閑散としている佐賀駅構内=5月4日午後

 例年なら大型連休のさなかでにぎわう4日、安倍晋三首相は緊急事態宣言を25日間延長すると表明した。全国の行楽地、繁華街は閑散とし、苦境に立つ経営者は「延長するなら十分な補償を」。巣ごもり生活の長期化に、子育て世代からは「もう限界」と悲鳴が上がる。新型コロナウイルス感染の終息が見通せない中、学校再開に向け期待の声も。期限の31日はどんな風景となっているのか。

 札幌市の繁華街、ススキノ。人通りもまばらで、閉店した飲食店も目につく。経営するイタリア料理店の営業時間を短縮している北村樹彦さん(40)は「(緊急事態宣言を)延長するなら、行政は十分な補償をし、強制力を伴う形で休業を求めないとこちらは踏ん切りがつかない。自分たちの声はどこまで伝わっているのか」といぶかった。
 岩手県は、全国で唯一感染者ゼロが続く。佐々木祐輔さん(55)が盛岡市中心部で営む中華料理店は、4月中旬から来客が大きく減り、例年の1割ほどに。「十分な補償を全国にする財源はないと思う。ギョーザのテークアウトなど、今できることを続けるしかない」とこぼした。
 東京・有楽町駅。新しくできるデパートの内装デザインに携わる都内の男性会社員(40)は「延長で、6月中旬の開業までに完成させるのは無理。確保していた作業員にも待ってもらわないと」。渋谷駅前には、待ち合わせをする人や買い物客らの姿があった。東京都練馬区の大学1年の女性(18)は、福島県から今春上京したばかり。「学校はいつまでも始まらないしバイトもできない。実家にも帰れないし、どうしたらいいのか分からない」と嘆いた。
 東京・お台場海浜公園。近くのコンビニで食料品を買っていた、近所の無職女性(84)は「商売をしている人には気の毒だが、全国で自粛を続けないと、終息まで時間がかかってしまう」。夫と娘(1)と散歩していた川崎市の会社員森遥さん(30)は「テレワークと子育てを両立しながら、あと1カ月近く自粛生活を続けるのは正直つらい」と話した。
 「子連れの行き場がない。今は自宅で頑張るしかない」とため息をつくのは、大阪府豊中市で3歳と1歳の息子を育てる吉田萌さん(36)。長男が4月から幼稚園に入る予定だったが、入園のめどが立たないといい「同じ年代の友達と遊ばせたいが、児童館なども閉まっている」と話す。
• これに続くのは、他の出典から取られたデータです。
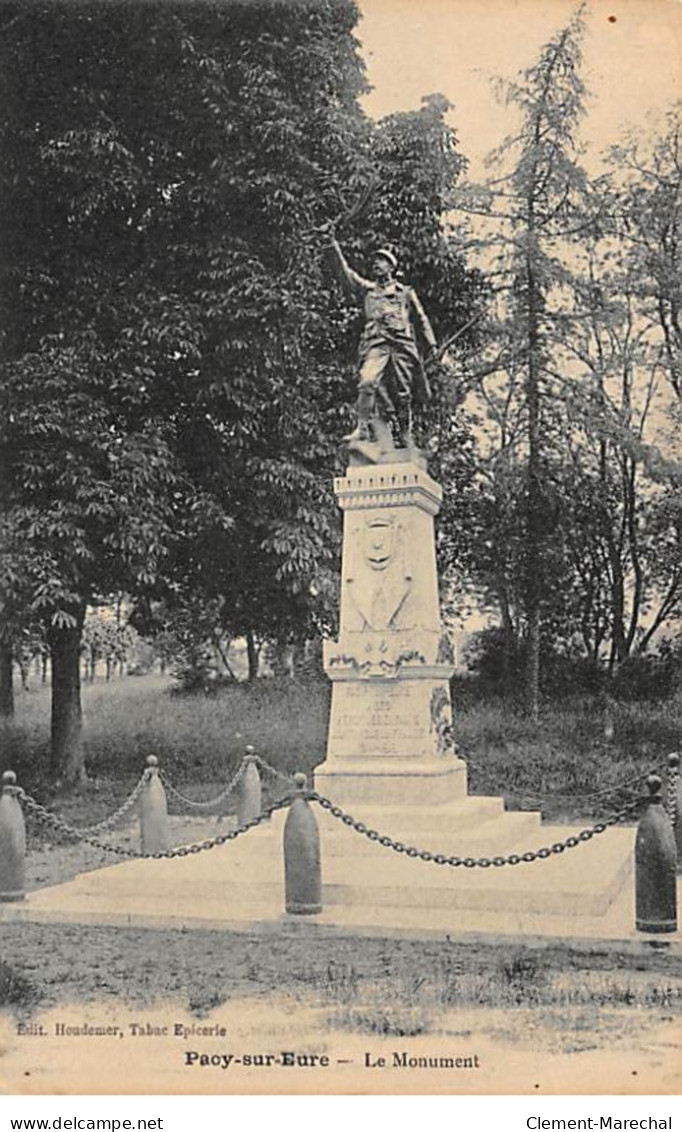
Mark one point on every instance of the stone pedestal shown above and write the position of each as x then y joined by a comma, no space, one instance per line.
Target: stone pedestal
390,737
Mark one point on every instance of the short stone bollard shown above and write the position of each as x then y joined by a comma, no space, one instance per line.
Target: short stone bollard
303,871
249,796
674,802
655,866
13,841
154,833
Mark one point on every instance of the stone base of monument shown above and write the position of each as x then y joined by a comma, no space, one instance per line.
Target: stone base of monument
586,892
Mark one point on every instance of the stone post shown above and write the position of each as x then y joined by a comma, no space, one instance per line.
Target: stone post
655,857
153,813
13,841
303,869
249,796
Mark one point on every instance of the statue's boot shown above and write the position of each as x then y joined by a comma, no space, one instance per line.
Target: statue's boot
403,414
363,431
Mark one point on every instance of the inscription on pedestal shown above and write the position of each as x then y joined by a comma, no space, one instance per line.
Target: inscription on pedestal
380,720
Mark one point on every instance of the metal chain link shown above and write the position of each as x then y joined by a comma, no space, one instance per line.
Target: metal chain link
45,817
212,803
438,858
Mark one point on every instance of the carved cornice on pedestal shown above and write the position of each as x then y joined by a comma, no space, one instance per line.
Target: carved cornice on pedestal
388,486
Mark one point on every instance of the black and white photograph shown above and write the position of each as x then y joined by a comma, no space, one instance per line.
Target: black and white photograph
341,548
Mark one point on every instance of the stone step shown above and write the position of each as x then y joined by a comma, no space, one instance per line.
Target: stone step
492,832
582,881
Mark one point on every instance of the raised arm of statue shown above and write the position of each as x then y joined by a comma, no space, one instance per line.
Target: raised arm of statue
356,282
423,322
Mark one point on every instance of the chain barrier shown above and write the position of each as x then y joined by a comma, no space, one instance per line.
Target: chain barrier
438,858
45,817
212,803
108,823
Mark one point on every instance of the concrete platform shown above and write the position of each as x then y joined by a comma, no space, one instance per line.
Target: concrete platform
584,893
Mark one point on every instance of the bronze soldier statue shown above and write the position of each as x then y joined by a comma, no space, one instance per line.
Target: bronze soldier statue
391,375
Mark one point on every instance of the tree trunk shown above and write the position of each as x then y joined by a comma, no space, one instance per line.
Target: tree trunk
66,754
534,577
252,652
7,691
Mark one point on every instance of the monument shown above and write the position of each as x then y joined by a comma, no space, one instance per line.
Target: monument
390,736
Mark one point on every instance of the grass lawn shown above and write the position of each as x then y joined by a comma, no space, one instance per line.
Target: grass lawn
391,988
554,765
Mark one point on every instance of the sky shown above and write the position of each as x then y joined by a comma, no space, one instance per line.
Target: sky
411,48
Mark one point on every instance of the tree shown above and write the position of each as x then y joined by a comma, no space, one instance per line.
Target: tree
537,205
164,322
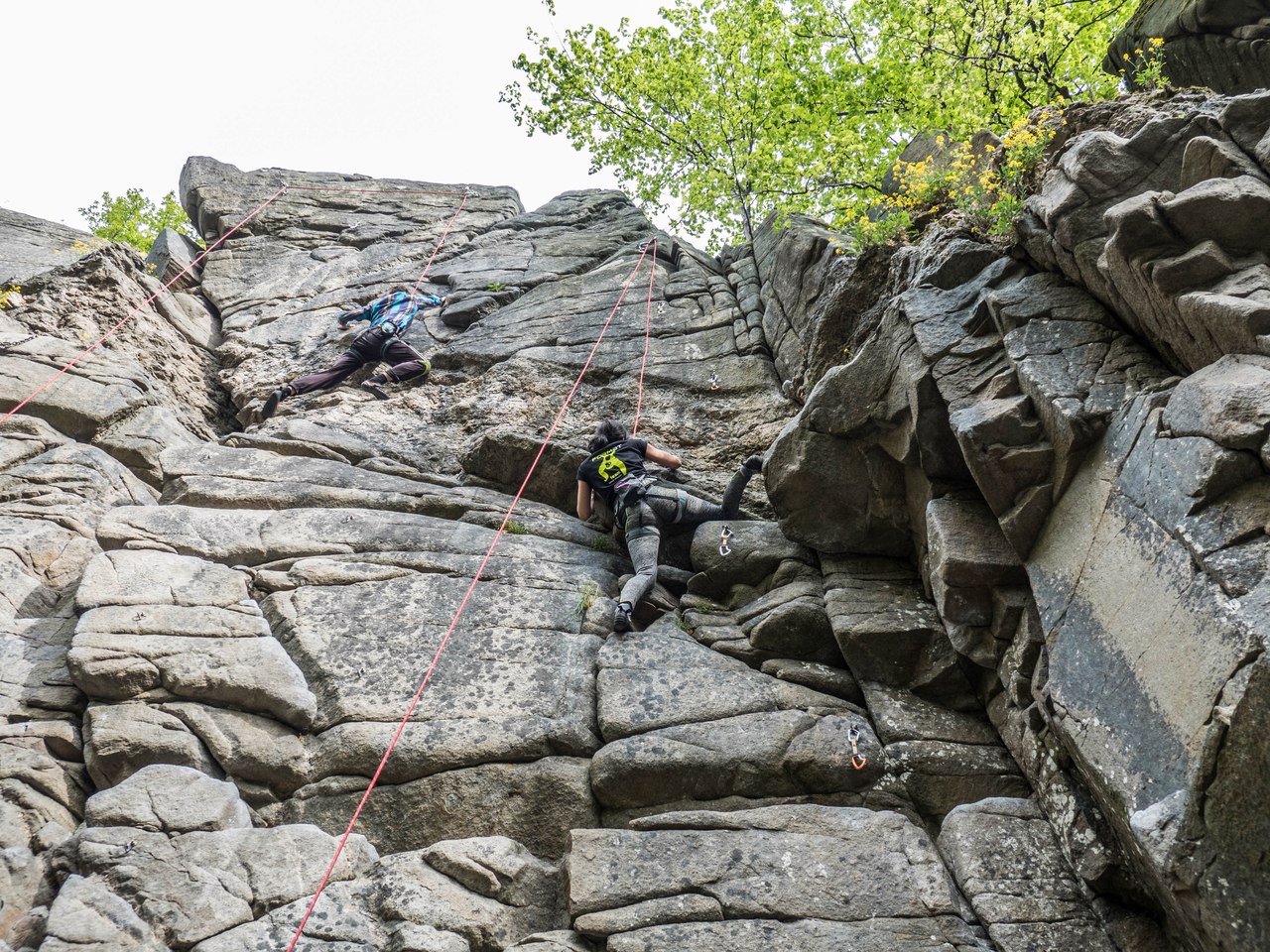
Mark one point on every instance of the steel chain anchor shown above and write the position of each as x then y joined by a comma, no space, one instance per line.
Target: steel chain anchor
857,760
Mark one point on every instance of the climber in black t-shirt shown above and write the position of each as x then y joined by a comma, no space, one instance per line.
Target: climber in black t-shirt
642,506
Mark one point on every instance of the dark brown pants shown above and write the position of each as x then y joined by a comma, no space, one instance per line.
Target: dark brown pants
370,347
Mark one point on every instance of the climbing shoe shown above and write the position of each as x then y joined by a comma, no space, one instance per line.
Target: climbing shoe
375,389
271,403
622,617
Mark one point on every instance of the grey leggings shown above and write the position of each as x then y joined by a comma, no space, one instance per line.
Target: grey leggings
667,506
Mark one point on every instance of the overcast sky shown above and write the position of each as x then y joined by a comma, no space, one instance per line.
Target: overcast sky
114,95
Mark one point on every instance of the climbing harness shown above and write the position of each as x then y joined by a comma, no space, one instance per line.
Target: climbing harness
724,548
857,760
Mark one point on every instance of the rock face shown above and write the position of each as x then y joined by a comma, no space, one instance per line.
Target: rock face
30,246
1214,44
983,669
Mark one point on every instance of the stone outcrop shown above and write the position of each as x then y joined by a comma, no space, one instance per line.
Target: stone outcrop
983,669
30,246
1214,44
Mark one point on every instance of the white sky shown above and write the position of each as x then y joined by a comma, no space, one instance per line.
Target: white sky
109,95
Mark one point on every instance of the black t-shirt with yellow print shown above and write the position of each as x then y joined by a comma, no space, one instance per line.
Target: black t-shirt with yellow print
612,463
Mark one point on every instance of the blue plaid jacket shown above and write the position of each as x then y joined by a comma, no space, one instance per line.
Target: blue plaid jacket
393,313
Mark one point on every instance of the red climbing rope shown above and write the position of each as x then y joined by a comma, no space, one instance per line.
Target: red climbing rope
135,309
648,325
259,208
375,190
440,243
462,604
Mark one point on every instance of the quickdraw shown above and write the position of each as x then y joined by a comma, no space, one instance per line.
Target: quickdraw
857,760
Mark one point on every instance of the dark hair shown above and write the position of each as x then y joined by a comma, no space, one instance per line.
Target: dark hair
607,431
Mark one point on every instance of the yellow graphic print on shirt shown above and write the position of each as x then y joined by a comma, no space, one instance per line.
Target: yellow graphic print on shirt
610,466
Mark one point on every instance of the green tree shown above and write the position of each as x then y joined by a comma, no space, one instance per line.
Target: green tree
132,218
730,109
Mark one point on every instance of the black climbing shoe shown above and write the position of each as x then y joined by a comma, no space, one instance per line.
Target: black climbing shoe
271,404
622,617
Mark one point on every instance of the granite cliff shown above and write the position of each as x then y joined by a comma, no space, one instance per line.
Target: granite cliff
984,669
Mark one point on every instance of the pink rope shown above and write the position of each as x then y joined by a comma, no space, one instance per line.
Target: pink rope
440,243
462,604
648,324
373,190
137,308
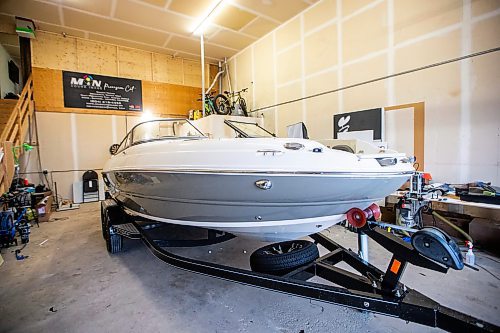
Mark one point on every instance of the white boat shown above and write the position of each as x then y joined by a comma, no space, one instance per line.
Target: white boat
254,185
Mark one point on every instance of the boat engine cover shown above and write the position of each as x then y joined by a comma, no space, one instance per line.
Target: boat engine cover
435,244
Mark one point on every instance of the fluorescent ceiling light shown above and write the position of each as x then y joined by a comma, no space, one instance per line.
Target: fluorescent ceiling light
204,20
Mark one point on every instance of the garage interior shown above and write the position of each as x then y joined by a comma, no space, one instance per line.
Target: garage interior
419,78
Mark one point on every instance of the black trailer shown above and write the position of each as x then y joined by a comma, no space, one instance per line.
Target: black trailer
370,290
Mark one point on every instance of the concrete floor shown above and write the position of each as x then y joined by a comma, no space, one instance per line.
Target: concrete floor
71,284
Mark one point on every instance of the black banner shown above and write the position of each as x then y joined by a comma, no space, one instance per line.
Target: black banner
359,121
89,91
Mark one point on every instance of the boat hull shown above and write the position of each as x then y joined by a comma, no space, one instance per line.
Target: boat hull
295,204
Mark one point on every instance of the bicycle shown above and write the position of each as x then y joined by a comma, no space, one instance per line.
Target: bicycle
226,106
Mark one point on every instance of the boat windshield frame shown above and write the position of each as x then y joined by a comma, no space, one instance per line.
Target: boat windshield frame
242,133
128,140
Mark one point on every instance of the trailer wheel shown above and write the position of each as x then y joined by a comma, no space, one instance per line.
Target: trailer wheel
103,222
114,241
281,258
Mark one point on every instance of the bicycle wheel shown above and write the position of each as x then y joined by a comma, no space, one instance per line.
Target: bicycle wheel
222,105
211,106
243,105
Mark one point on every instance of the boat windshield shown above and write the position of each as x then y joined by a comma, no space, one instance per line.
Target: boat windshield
248,130
160,130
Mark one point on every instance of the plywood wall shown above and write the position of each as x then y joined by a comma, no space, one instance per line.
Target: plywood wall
54,51
337,43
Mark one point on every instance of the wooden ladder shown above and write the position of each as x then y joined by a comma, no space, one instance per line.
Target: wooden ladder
15,119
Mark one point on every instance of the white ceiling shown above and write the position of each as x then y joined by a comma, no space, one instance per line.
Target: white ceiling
163,26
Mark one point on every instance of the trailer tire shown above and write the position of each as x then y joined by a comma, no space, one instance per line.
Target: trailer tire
103,222
281,258
114,243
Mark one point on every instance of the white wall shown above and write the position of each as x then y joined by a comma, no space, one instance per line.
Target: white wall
70,144
337,43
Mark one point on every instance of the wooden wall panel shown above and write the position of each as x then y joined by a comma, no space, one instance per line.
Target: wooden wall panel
158,98
192,73
81,55
160,67
99,57
134,64
175,71
54,50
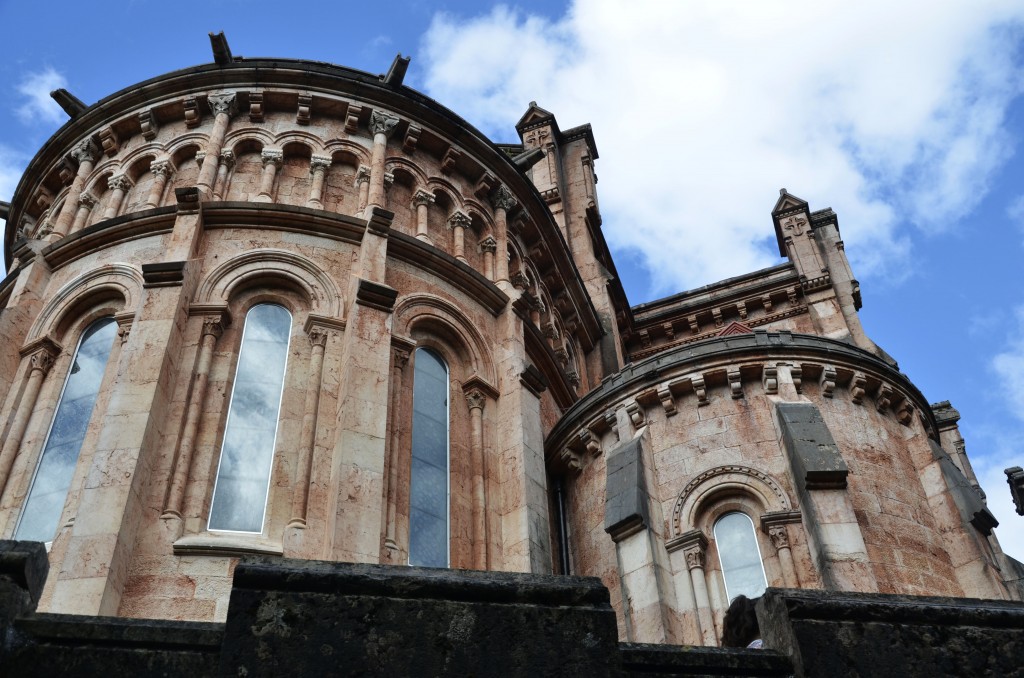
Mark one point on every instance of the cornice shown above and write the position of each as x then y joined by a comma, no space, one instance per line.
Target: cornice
332,82
641,378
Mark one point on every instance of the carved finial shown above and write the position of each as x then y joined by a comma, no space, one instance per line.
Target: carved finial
382,123
272,156
85,151
320,163
459,218
224,102
503,199
421,197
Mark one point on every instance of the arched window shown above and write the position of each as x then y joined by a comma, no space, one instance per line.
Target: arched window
64,441
247,454
428,511
737,550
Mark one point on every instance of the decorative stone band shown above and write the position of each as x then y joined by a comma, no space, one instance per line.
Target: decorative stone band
700,368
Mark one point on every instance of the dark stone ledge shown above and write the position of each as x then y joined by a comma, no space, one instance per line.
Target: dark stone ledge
635,377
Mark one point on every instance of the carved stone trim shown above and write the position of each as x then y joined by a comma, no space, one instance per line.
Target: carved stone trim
376,295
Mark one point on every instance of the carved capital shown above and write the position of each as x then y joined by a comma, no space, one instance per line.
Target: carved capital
320,163
421,197
363,175
503,199
475,398
224,102
317,337
779,537
488,245
213,326
85,151
460,219
161,168
119,182
272,157
382,123
42,359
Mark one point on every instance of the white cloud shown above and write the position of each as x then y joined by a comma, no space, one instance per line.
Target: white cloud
37,103
890,113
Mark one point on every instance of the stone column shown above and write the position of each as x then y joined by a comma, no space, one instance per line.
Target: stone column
363,183
85,153
382,125
504,203
458,223
225,165
475,398
120,184
213,328
318,166
694,549
41,356
398,362
780,540
85,204
300,491
422,202
162,170
223,106
272,160
488,246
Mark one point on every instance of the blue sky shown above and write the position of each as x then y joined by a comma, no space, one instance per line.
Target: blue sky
906,118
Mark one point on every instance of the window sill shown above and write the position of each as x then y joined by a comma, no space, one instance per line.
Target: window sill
225,545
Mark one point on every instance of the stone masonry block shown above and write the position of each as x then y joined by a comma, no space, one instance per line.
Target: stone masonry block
813,454
626,494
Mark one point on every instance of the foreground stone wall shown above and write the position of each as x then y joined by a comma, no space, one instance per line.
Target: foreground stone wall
306,618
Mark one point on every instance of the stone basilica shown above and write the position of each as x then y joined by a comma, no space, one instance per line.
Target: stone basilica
288,309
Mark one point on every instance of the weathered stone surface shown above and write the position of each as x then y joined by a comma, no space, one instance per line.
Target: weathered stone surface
850,634
304,618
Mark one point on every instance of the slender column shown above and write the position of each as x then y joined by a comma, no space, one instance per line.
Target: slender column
382,125
40,362
317,168
476,399
85,153
272,160
120,184
694,552
488,246
780,540
223,106
400,358
422,201
504,203
458,223
363,182
225,165
85,204
162,170
300,491
213,328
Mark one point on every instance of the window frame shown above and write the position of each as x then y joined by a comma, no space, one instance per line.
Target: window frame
227,419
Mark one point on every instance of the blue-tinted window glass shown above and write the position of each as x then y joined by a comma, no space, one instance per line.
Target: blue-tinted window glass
64,442
428,511
737,549
247,454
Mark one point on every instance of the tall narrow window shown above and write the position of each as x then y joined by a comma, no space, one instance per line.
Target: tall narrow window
428,511
64,441
247,454
737,549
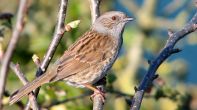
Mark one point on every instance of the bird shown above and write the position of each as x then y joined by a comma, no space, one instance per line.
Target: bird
87,60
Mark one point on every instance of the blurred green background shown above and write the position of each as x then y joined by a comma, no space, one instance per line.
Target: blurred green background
175,89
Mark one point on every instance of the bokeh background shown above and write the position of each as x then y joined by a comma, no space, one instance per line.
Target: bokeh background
175,89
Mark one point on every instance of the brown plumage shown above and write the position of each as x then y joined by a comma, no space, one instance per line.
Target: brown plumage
87,60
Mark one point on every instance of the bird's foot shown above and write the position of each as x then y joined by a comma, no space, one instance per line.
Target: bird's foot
98,93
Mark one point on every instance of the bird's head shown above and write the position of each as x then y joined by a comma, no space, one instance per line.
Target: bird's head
112,23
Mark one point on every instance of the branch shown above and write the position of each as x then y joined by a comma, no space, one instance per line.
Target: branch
167,51
58,34
67,100
21,76
22,11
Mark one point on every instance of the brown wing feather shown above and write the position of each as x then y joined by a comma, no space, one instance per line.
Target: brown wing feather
87,51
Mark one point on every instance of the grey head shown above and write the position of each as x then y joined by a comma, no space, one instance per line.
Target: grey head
111,23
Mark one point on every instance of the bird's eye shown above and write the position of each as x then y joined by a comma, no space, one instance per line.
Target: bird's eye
114,18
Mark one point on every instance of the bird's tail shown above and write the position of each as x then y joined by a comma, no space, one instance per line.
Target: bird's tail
17,95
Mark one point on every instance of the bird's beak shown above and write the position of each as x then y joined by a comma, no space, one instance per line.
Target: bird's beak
127,19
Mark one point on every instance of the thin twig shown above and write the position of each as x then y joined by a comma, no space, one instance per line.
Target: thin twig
58,34
95,13
166,52
24,80
94,7
12,45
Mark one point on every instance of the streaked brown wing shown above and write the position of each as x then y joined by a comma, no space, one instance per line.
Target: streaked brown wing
86,52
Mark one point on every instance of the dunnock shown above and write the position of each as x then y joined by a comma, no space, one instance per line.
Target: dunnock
88,59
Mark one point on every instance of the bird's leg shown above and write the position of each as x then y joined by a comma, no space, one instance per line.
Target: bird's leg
97,91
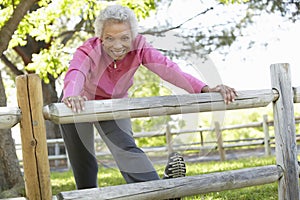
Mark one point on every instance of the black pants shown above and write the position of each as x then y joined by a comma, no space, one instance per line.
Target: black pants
117,134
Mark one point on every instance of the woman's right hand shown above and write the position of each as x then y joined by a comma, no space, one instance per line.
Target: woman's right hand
76,103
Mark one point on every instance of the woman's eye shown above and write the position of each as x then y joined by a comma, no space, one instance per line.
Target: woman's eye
125,38
109,39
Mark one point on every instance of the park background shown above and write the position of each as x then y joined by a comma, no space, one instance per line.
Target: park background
243,64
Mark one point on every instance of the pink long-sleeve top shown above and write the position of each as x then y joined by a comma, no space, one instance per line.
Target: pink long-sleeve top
94,74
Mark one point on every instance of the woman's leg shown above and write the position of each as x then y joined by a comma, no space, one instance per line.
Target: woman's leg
79,142
131,160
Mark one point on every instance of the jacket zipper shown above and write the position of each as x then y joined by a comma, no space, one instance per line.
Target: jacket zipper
115,64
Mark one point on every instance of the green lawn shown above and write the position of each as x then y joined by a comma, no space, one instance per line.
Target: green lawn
64,181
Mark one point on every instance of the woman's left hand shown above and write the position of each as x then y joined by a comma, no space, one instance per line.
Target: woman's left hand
229,94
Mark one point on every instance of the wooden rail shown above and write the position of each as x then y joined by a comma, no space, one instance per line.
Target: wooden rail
9,117
36,166
186,186
156,106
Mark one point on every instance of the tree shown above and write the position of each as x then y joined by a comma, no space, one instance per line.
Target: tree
11,180
33,36
48,33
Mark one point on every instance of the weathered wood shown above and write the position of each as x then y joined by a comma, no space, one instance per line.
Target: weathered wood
186,186
220,141
296,94
285,132
33,136
267,136
9,117
169,139
156,106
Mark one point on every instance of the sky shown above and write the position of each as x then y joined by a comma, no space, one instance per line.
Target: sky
243,68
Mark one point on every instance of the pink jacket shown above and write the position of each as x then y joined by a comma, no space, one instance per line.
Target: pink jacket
94,74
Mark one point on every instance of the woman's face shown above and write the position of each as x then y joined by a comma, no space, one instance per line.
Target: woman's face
116,39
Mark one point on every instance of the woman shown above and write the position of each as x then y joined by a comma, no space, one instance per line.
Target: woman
103,68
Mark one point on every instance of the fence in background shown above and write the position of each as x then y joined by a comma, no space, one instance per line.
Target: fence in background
220,145
34,146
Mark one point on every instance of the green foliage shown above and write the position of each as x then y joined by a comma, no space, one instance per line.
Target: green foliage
148,84
54,23
52,61
142,8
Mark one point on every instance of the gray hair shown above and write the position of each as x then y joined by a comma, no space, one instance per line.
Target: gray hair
118,13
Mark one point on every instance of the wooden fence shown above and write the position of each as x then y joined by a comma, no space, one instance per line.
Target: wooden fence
36,166
265,141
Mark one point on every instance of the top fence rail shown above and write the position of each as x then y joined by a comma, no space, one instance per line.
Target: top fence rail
145,107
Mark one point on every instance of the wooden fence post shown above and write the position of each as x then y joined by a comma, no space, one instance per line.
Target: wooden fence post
267,136
33,137
220,141
285,132
169,139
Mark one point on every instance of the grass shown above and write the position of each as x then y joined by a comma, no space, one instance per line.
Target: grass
64,181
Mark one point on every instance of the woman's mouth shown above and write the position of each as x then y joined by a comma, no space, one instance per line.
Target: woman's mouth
119,53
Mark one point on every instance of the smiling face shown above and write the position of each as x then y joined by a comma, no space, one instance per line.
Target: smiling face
116,39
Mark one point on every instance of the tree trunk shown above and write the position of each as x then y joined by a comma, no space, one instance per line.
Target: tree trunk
11,181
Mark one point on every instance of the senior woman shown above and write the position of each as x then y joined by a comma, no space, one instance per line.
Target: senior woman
103,68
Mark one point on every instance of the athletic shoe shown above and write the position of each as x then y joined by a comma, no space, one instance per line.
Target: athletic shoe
175,168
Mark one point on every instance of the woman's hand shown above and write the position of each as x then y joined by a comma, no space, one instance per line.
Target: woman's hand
229,94
76,103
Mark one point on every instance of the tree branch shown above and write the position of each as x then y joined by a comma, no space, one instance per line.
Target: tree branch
150,32
12,24
11,66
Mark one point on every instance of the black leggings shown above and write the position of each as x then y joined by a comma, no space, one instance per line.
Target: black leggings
117,134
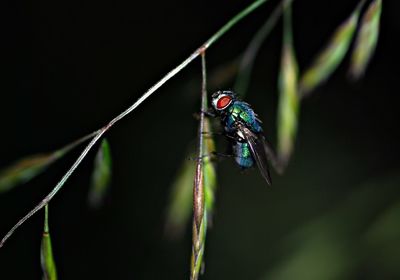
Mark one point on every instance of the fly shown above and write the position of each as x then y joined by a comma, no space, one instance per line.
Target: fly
243,129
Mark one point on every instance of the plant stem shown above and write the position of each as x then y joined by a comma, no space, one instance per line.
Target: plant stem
99,133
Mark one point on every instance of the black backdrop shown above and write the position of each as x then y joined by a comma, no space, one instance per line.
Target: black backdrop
70,66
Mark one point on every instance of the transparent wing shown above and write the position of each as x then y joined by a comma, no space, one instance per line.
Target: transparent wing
258,151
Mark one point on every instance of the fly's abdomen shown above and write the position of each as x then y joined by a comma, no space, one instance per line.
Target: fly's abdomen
243,155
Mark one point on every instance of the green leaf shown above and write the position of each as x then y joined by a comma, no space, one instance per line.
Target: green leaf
180,205
210,173
101,176
25,169
367,39
46,253
329,59
288,107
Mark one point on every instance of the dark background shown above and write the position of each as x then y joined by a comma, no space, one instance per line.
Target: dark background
70,66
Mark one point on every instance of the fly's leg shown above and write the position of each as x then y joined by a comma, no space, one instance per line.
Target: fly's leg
275,161
206,113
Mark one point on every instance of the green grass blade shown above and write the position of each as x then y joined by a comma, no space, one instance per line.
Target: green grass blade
25,169
101,176
46,253
180,204
367,39
288,107
331,56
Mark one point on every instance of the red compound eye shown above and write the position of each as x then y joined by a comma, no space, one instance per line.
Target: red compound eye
223,102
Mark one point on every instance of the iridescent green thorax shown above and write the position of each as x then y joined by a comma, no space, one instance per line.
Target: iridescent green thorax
240,111
243,155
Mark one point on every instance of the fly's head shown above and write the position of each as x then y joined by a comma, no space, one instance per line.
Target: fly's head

 緊急事態措置に関する方針を5日に示す佐賀県。4月半ばから自主休業する佐賀市の飲食店経営者の30代男性は「要請が仮に緩和されたとしても、新型コロナが消えるわけではない。客の動きは鈍く、厳しい状況が続くのではないか」と、冷静に県の発表を待つ。

 3人の子を持つ神埼市の父親(53)は「子どもは学校の再開を楽しみに課題をこなし、部活の自主練習を続けている。休校がさらに延びたら何と声をかけていいか分からない」と早期再開を望んだ。